In September the British government appeared to concede that European law would take “direct effect” when it came to protecting the rights of EU nationals living in the UK, meaning they could appeal to UK courts citing European law as enshrined in the withdrawal treaty.
But European diplomats say Britain’s offer now appears not to be so clear-cut. While UK ministers are reportedly considering a plan that would involve some cases being voluntarily referred to the ECJ, leading Brexiters oppose any ongoing role for the ECJ in the rights of EU nationals in the UK.
The former Conservative leader Iain Duncan Smith was among several former ministers to say such an arrangement would be unacceptable, arguing that it would mean “ceding power to a foreign court on which [Britain] has no representation”.
The European parliament, which wields a veto over the Brexit deal, wrote last month to both negotiating teams highlighting a number of other issues that still need to be addressed to safeguard the rights of the 3.2 million EU27 citizens living in the UK and 900,000 British citizens in other member states.
In particular, MEPs on the Brexit steering committee have said the UK’s proposed application procedure for EU nationals did not meet the parliament’s demands that claims to remain should be processed without conditions, including a criminal records check or a cost to applicants.
The issues of family reunification – with Britain proposing that EU nationals would have to meet the same income threshold set for British nationals who want to bring a spouse from a non-EU state to Britain – and of the rights of EU nationals’ children born after Brexit, have also been major sticking points.

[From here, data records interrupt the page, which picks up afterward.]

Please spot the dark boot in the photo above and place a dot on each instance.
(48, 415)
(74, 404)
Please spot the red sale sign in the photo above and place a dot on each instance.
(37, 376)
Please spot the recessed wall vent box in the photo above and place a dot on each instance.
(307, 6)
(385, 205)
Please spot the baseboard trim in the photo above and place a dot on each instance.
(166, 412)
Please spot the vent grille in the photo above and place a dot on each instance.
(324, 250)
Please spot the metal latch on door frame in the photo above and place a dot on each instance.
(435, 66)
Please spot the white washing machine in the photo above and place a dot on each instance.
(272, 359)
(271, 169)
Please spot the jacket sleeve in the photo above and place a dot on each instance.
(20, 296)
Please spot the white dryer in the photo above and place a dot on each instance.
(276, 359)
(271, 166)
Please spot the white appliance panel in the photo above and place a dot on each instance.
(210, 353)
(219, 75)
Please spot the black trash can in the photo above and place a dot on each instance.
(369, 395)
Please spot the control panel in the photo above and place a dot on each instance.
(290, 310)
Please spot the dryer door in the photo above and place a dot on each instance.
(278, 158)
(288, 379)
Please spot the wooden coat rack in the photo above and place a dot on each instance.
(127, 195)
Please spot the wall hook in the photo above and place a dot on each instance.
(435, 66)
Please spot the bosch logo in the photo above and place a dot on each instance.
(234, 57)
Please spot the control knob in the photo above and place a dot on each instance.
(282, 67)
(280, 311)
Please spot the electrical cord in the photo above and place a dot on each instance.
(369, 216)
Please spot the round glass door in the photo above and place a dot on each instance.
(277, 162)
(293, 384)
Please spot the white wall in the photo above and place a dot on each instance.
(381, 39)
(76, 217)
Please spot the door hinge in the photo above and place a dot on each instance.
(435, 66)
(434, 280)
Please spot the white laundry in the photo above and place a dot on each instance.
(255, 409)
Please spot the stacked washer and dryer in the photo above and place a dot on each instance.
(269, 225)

Additionally, the UK has demanded the EU guarantee so-called onward movement rights for British nationals on the continent, allowing them to move to any other member state after Brexit in exchange for an indefinite right to return for EU nationals living in the UK.
The divorce bill
The Brexit divorce bill has dominated headlines for months, but is turning out to be the easier bit of Britain’s negotiations to leave the EU. While Ireland and citizens’ rights pose intractable problems about preserving peace and the role of the European court, British and EU negotiators are used to haggling over money.
A breakthrough on the bill came last week, when the UK offered to stand behind obligations to the EU that could total €60bn (£50bn) – an acknowledgement that the EU accepts as progress enough for the time being.
The final sum has not been agreed, and British officials think the UK’s liabilities are far lower. The settlement includes UK payments to the current EU budget, the UK’s share of the EU’s unpaid bills, EU staff pensions, loan guarantees, plus many ad-hoc schemes such as aid for Syrian refugees in Turkey.
Final agreement on the money is unlikely to emerge until the 11th hour of talks in autumn 2018, but even that will be a ballpark figure. The exact sum may not be known for decades, as it depends on unpredictable and contingent factors – from the lifespan of EU civil servants to whether Greece defaults on 40-year-long, EU-backed loans.
Even an interim deal this week is far from the end of the story. Not only do the UK and the EU still have to work out the painstaking details, but money will loom large in talks about a future trade relationship. For the UK, the Brexit bill is the price of a future trade deal; for the EU, it is about settling past debts. Arguments between London and Brussels about money look set to continue for years to come.